In October of 2017, I got the chance to sit down with Sam Beiler, Founder and Owner of Spooky Nook Sports. We talked about his life, The Nook, the community, and the Team Members that work here. Episode 1 focuses on Sam, his childhood, and his personal philosophies.
MB: So tell us a little bit about your business background.
SB: Most of my professional career was with Auntie Anne’s. And I pretty much grew up in the organization, starting there in my early 20s and then for 21 years after that.
MB: What’s something people would be surprised to know about you?
SB: So perhaps people would be surprised to know that I was born Amish and the first couple years of my life was Amish. But I really did grow up very conservative until I was about 16 years old, I think. We didn’t have a TV in our home, there was no radio. It was a pretty conservative upbringing, but strong in family. So at that point, I certainly didn’t think I was missing out on anything. It was a good life.
MB: So piggybacking off of that, how would your family describe you?
SB: I think my family would describe me as an independent thinker. Stubborn. Stubborn, by that I mean I don’t quit very easily. If there’s something I set my mind to, I’ll keep pursuing it until I’m satisfied with the outcome. I think that’s probably a pretty good descriptor.
MB: Did you always want to own your own business? What did you want to be as a kid growing up? Walk me through what your career goals were from little kid to CEO.
SB: Ya know, I tell you, for most of my life I don’t remember having goals or what I wanted to be when I grew up. I just wanted to play, I think. I don’t remember any big goals like that. In high school, the social aspect of high school was #1, #2, and #3. Occasionally I would do homework and I was a fantastic C student, I think. So, you know even through high school I didn’t have lofty goals, but it was shortly after high school that I started looking at my own business. Or recognizing the value to me of finding work, completing work, and getting paid for it. And really doing most of that on my own terms to some degree. Perhaps in the early stages of entrepreneurship it was probably as much about being able to choose a lifestyle and determine what I do and when I do it.
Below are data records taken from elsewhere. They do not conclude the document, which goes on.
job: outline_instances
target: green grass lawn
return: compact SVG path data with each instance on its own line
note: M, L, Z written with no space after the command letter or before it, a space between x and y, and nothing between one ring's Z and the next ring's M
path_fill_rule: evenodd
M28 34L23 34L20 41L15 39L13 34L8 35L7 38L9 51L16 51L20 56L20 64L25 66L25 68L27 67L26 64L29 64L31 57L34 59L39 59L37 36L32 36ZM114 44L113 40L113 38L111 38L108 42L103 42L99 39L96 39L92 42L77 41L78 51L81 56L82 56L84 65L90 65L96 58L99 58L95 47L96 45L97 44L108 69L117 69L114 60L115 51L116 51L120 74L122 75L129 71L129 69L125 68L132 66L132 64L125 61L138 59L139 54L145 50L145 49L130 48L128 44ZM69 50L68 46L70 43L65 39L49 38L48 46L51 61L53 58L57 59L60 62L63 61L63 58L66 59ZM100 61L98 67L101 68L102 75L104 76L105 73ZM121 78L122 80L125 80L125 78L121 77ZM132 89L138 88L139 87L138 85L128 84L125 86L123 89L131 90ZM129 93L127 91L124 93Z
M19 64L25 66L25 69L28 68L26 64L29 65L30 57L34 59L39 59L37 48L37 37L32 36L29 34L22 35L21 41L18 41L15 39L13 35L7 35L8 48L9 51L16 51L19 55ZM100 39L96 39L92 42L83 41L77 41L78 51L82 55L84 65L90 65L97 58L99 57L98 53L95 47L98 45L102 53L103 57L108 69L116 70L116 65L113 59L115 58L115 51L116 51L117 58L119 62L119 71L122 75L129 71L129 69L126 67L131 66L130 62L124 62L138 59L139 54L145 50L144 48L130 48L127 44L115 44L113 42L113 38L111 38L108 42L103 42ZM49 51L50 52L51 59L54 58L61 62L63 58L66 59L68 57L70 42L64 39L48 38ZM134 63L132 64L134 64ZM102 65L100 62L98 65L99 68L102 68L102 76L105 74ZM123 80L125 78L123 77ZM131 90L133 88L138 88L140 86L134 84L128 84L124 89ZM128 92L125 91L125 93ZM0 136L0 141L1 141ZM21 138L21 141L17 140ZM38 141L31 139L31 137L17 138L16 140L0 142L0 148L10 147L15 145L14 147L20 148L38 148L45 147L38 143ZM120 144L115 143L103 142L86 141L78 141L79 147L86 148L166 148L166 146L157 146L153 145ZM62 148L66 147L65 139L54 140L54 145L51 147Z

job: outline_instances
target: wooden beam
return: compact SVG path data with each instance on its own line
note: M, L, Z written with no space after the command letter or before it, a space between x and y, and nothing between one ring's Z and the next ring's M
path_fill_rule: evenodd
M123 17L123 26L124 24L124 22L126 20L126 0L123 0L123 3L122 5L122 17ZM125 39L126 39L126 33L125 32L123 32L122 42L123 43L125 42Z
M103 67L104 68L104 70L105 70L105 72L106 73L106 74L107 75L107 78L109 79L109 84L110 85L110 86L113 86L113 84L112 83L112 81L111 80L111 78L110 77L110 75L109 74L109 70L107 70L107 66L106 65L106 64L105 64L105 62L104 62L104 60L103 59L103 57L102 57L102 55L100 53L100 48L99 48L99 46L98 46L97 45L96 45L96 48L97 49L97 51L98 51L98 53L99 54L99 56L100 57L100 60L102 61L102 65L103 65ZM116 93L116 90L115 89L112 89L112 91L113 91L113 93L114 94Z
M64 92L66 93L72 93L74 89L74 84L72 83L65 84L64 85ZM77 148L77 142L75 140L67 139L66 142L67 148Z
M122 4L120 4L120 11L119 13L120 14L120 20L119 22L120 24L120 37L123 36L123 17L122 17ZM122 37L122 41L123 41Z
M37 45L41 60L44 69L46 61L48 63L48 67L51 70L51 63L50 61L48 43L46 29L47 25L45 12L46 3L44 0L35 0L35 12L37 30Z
But the reality is that most entrepreneurs, and this wasn’t my quote, I can’t remember who said it first, but they’re willing to work 80 hours a week for themselves so they don’t have to work 40 hours a week for someone else. And that’s probably about where I landed.
MB: What do you want your personal legacy to be? How do you want people to remember you?
SB: I think, ya know, if people remember me as someone who was kind – perhaps when they were in a difficult time. Someone who created opportunity for others, especially through business. You know, business is my mission. It’s what I do. So in as much as I can effect positive change in a person’s life through employment or through the atmosphere of employment through their place of work, then I think I would have considered that somewhat successful.